SALİM GÜRAN İFADESİ BAŞLADI
Narin’in annesi Yüksel Güran’ın ardından, amcası Salim Güran’ın ifadesine başlandı. Mahkeme Başkanının aylık kazancını sorduğu Salim Güran, “Muhtarlıktan aldığım maaş belli. Araziden aldığım da değişiyor. Ben yılda iki kez ürün alıyorum. 50 bin TL diyebiliriz” dedi.
Olay gününü anlatan Salim Güran, “Ben sulamacı tutmuşum, Mehmet Selim Atasoy. Ben onlardan önce her zaman tarlaya giderim. Ben çalışıyorum. Aynı gün yine tarlaya gidip çalıştık. Saat 10-11 gibi eve geldim.
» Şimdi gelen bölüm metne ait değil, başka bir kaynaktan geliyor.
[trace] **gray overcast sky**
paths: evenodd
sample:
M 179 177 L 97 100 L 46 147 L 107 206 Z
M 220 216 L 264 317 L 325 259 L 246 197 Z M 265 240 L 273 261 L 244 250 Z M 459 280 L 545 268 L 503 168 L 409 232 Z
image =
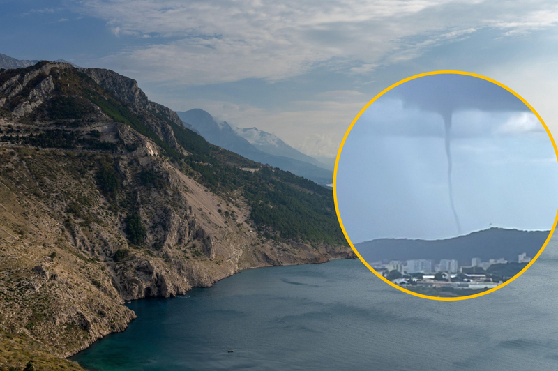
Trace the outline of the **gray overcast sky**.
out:
M 0 52 L 110 68 L 333 157 L 375 94 L 435 70 L 501 81 L 558 129 L 557 22 L 550 0 L 0 0 Z
M 458 234 L 448 192 L 444 126 L 437 112 L 448 105 L 455 108 L 452 179 L 462 233 L 490 225 L 552 227 L 558 210 L 558 162 L 543 126 L 499 86 L 440 75 L 382 96 L 347 137 L 336 190 L 353 242 Z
Çocuklarıma ‘Düğündür, size elbise alayım’ dedim, oğlum Devran hariç. Dönüşte petrol istasyonunda 200 TL'lik yakıt aldım. Eve gittim, sıcaktı. Klimayı çalıştırdım. Eşim yemek yaptı, istirahat ettim. Yemeği yedim. Sonra da sondajın olduğu yere geldim. Sonra elektrikçiler geldi. Mehmet Şerif Güran’ın tarlasındaki trafonun yanına gittik, kontrol ettik. O sırada tarlada kurtların çıktığını gördüm. Aradım amcaoğlunu, ‘Tarlan kurtlanmış’ dedim. O da ‘Hangi ilacı kullanalım’ diye sordu. O sırada Abdussamed, direğin üstüne çıktı. Hasan da acur topluyordu. Abdussamed bana, ‘Amcanın oğluna söyle, 3 bin 500 TL'den aşağı sorunu çözmem’ dedi. Sonra ‘Ben niye arayacağım’ dedim, onlar aramış Mehmet Şerif’i. O da beni aradı, ‘3 bin TL'ye anlaştık’ dedi. Ondan sonra, Miran oğlum da tarladaydı. Oğlumu da alıp eve geldim. Saat 18.00'e kadar. Ondan sonra eve geldim. Hüseyin amcam, Mersin’den gelmişti. Onun evine giderken, oğlum Miran da bana ‘Ben de geleyim’ dedi. Ben de ‘Tamam’ dedim. O sırada Ramazan, ‘Yabancı bir araba var’ dedi. Ben o sırada yukarı çıkarken, Nevzat bahçesinde oturuyordu. Ben de ona selam vermeden gittim. Bu adamla 2-3 aydır ne yemişim ne içmişim. Ondan sonra Arif ‘O parayı vermiyorum’ dedi, ben de ‘Arif ayıptır’ dedim. İnşaat meselesine gelince, dedim ‘Nevzat, kardeşimin evi olacak, sana verelim sıvasını.’ Bana ‘200 bin’ dedi ama ‘10 almam 190 olsun’ dedi. Ben de ‘175 bin veren var’ dedim, o da ‘Kim yapıyorsa verin gitsin’ dedi” diye konuştu.